In support of the application, Mr Chapple read three affidavits by his solicitor, Belinda Nixon. Mr Chapple also tendered a confidential opinion by the Executor's counsel, consistently with the process described by Lindsay J in Re Estate Late Chow Cho-Poon; Application for judicial advice [2013] NSWSC 844 at [113]:
The procedural objectives of speed and efficiency served by judicial advice proceedings cannot, in many cases, be achieved unless the Court is presented with the assistance of a memorandum of opinion by an independently-minded lawyer who, out of court, has studied the problem to be solved, examined the factual context critically, analysed competing contentions in a comprehensive legal context, and worked out a solution that commends itself to his or her professional judgement, a judgement upon which the Court can responsibly be invited to rely.
The plaintiff tendered various documents. There was no cross-examination.
[3]
Facts
In 2010, Ian Sanderson died, leaving his Estate to his only child, Ms Wilcox, who was also appointed as executor. Her sons, the plaintiff and Robert Wilcox commenced legal proceedings seeking the whole of their grandfather's Estate by reason of promissory estoppel or equitable damages. The sons are referred to in various judgments and correspondence as Ben and Robbie and, without intending any disrespect, I will do likewise. Ben and Robbie's claim failed, although they were considered to be entitled to make a claim for family provision on their grandfather's Estate: Wilcox v Wilcox [2012] NSWSC 1138. Nothing happened for some time and Ms Wilcox sought to strike out the proceedings for want of prosecution, which application was refused.
In February 2014, Pembroke J began to hear Ben and Robbie's applications for family provision.
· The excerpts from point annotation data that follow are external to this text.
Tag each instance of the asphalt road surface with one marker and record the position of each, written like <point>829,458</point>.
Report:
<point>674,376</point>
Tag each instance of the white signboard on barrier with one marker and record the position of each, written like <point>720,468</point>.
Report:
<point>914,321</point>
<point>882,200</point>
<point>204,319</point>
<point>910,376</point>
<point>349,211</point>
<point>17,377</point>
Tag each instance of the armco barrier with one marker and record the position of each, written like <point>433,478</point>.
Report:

On 12 February 2014, Ben settled his claim for family provision. Heads of Agreement were signed, clause 4 of which provided:
After Ben and Pat have engaged in reasonable negotiations, Pat will execute the Draft Will as her will ("Pat's Will). Pat may change Pat's Will and may increase Ben's Bequest provided that Pat will not change Pat's Will to reduce Ben's Bequest except with Ben's prior consent.
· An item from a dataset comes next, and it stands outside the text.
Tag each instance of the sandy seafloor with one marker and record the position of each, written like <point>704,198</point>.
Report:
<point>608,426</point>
A draft will was provided by Ms Wilcox, apparently later executed in March 2014, which provided:
I GIVE DEVISE AND BEQUEATH one quarter of my estate to my son BEN … such entitlement to include the property known as "Barwon Vale".
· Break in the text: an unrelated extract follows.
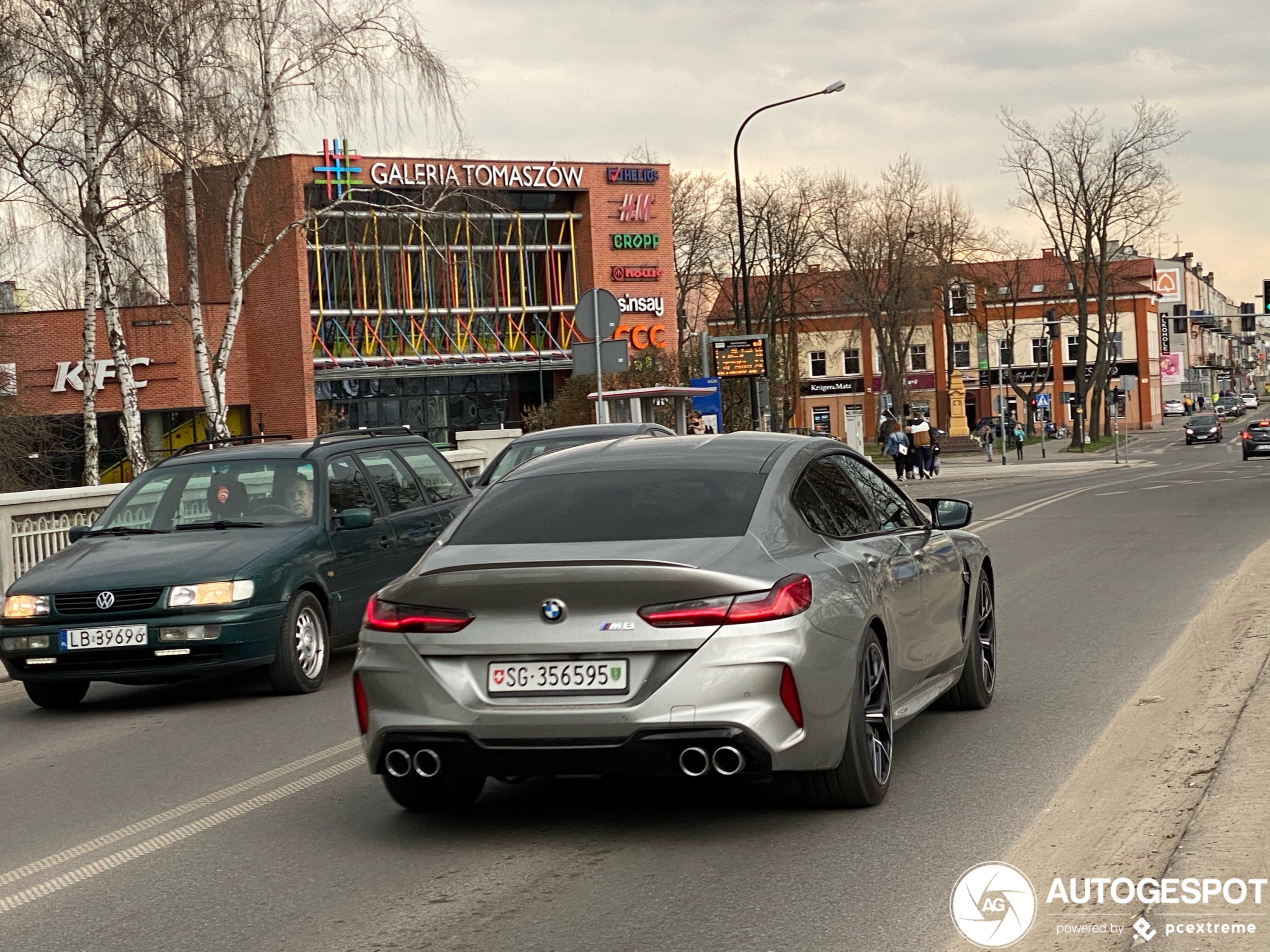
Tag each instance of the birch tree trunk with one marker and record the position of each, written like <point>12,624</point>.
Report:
<point>92,445</point>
In addition, Ms Wilcox bequeathed the remaining one quarter of her Estate to pay a pecuniary legacy to Mr Harland, to pay all debts, funeral and testamentary expenses, and "to pay the balance then remaining to [Mr Harland] and my son Ben as tenants in common in equal shares". Should there be insufficient assets to pay the pecuniary legacy and debts, "then any shortfall shall be applied from the entitlements of [Mr Harland] and Ben rateably to the provisions they have made for them in clauses 3 [being a gift to Mr Harland] and 4".
Robbie's claim for family provision against his grandfather's Estate was determined in the amount of $387,000: Wilcox v Wilcox (No 2) [2014] NSWSC 88. Ms Wilcox appealed.
On 30 June 2014, Ms Wilcox made a further Will appointing Mr Chapple and another as executors.
1. To Ben, Ms Wilcox gave "Barwon Vale" and her shares in Sanderson Estates Pty Limited.
2. Ms Wilcox directed her trustees to sell various properties - including "Allawa" and "Uno" - to pay her debts, with any surplus to form part of her residuary estate.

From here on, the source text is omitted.